Sentimen pada perdagangan hari ini utamanya datang dari global. Semalam, Gubernur Federal Reserve Bank of San Francisco Mary Daly memperingatkan bahwa pasar tenaga kerja AS mendekati titik perubahan. Perlambatan lebih lanjut dapat berarti angka pengangguran bakal lebih tinggi.
Seperti yang diwartakan Bloomberg News, Daly, yang memberikan suara pada kebijakan moneter tahun ini, mendesak para pembuat kebijakan untuk tetap waspada dan terbuka terhadap berbagai skenario yang dapat terjadi pada perekonomian.
"Agar tepat, kebijakan harus bersyarat," katanya.
"Sejauh ini, pasar tenaga kerja telah menyesuaikan diri secara perlahan, dan tingkat pengangguran hanya meningkat sedikit. Namun, kita semakin mendekati titik di mana kemungkinan terjadinya hal yang tidak berbahaya itu akan semakin kecil," terang Daly pada Senin (24/6/2024) waktu setempat dalam sebuah pidato di Commonwealth Club World Affairs of California di San Francisco.
"Perlambatan pasar tenaga kerja di masa depan bisa berarti pengangguran yang lebih tinggi karena perusahaan-perusahaan perlu melakukan penyesuaian bukan hanya perihal lowongan kerja, tetapi juga pekerjaan yang sebenarnya. Pada titik itu, inflasi bukanlah satu-satunya risiko yang kita hadapi," tambahnya.

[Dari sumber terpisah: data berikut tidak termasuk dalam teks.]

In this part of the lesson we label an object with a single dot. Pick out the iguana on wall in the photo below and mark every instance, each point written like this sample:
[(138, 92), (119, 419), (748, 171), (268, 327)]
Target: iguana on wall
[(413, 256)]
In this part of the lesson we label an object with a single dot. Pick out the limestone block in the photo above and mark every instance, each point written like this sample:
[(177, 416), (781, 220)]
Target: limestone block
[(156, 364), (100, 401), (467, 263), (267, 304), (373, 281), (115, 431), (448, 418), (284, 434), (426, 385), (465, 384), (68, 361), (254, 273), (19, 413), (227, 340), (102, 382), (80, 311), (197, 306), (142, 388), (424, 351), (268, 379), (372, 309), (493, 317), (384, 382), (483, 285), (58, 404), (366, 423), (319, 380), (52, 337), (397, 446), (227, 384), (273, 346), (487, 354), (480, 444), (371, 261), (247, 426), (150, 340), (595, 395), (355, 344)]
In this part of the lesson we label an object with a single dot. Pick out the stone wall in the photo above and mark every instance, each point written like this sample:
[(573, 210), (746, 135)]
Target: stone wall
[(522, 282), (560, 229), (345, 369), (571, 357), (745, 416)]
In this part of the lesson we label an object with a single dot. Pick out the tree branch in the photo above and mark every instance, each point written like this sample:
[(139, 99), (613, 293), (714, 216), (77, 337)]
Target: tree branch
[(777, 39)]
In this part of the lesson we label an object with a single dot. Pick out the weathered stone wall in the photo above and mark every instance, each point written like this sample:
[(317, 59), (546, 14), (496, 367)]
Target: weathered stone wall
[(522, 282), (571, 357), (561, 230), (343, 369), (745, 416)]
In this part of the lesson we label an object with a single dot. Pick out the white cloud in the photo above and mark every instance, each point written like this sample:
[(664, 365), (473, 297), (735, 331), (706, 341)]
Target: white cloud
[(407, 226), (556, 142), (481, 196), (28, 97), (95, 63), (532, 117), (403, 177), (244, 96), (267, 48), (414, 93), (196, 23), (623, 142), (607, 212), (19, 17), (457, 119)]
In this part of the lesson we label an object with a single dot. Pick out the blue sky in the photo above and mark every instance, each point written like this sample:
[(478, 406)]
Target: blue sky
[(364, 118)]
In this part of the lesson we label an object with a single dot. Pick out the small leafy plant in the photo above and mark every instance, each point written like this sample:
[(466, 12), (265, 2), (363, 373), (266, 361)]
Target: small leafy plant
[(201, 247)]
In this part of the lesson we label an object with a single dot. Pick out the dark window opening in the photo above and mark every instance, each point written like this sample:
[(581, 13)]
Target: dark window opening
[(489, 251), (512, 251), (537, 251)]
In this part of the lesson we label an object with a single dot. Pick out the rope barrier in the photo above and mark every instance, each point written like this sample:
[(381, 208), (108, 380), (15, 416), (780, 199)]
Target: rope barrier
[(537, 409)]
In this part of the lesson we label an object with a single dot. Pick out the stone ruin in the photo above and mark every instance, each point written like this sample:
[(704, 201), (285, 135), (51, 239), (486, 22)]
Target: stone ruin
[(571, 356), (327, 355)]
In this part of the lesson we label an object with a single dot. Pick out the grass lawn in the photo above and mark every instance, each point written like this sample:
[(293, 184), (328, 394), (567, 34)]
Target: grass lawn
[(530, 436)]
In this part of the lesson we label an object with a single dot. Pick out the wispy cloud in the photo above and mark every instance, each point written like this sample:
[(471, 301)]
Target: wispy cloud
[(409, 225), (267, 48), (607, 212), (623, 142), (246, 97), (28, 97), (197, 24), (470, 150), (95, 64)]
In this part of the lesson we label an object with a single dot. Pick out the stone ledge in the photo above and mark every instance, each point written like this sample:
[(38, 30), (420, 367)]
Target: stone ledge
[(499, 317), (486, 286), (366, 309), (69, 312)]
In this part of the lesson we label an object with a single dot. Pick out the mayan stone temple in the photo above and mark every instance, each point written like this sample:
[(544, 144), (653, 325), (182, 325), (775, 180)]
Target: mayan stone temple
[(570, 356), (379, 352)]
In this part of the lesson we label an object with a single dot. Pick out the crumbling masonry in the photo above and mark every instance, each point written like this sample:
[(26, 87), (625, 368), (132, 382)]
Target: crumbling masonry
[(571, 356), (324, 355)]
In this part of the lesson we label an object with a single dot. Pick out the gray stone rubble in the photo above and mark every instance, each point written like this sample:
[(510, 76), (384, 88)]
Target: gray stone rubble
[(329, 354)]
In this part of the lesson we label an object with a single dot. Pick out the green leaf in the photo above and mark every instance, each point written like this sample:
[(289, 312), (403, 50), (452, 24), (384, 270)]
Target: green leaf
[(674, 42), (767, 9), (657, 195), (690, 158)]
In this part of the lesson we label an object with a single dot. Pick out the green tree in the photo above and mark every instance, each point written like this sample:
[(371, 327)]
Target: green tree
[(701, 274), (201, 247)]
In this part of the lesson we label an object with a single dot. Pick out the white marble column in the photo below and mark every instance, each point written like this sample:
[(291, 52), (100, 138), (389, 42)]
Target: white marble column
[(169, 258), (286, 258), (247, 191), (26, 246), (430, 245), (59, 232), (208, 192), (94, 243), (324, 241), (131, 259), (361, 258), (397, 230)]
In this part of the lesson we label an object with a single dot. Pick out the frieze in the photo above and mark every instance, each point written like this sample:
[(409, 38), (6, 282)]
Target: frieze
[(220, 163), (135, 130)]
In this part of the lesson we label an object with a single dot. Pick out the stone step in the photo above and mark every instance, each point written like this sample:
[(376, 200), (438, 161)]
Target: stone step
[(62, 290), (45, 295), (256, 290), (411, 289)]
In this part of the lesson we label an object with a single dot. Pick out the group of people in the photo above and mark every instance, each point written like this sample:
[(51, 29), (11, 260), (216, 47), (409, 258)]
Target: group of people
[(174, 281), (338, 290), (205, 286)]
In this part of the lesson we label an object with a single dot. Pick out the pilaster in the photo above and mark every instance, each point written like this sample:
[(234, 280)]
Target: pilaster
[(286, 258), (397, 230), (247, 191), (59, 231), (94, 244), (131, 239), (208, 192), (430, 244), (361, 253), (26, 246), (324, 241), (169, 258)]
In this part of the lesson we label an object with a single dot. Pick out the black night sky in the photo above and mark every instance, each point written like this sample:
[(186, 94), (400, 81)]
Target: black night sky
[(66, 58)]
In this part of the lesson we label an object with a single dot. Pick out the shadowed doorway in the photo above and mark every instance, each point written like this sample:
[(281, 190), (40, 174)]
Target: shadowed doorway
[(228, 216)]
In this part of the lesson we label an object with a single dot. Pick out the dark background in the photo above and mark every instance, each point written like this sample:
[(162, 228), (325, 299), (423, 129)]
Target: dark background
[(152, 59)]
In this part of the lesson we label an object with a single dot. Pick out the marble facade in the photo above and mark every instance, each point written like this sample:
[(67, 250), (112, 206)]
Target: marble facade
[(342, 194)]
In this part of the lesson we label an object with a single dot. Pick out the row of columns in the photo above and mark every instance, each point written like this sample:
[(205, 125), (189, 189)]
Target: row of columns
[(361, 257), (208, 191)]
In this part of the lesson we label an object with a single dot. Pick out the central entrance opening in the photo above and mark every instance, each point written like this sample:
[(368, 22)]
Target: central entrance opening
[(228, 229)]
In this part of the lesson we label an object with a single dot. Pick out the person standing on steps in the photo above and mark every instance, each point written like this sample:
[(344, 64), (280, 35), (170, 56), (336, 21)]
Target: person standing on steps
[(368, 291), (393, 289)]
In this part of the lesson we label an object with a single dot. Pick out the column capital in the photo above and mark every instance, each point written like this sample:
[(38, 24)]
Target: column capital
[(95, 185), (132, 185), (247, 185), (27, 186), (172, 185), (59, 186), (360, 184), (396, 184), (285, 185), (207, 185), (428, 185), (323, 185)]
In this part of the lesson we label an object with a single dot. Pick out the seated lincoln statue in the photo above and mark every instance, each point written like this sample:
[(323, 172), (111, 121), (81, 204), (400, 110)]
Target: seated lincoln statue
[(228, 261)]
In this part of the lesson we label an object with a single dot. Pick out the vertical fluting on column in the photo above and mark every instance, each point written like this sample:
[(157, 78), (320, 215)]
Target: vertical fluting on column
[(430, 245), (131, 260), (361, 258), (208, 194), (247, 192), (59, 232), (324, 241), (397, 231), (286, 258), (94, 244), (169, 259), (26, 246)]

Data-data penting tersebut memberi gambaran bahwa ekonomi AS mulai 'Mendingin', sebagai dampak pengetatan moneter. Oleh karena itu, harapan bahwa pelonggaran moneter berupa pemangkasan suku bunga acuan oleh Bank Sentral AS (Federal Reserve/The Fed) pun kian gencar.
Mengutip CME FedWatch Tools sore ini, probabilitas Bank Sentral Federal Reserve memangkas suku bunga acuan sebanyak 25 basis poin (bps) ke 5,00–5,25% dalam rapat September mencapai 61,1% angka tersebut meningkat dari sebelumnya di 57,5%.
Kemudian, Federal Funds Rate diperkirakan bisa turun lagi 25 bps ke 4,75–5% pada rapat Desember. Peluangnya adalah mencapai 45,2% juga meningkat dari pekan lalu di angka 42,2%.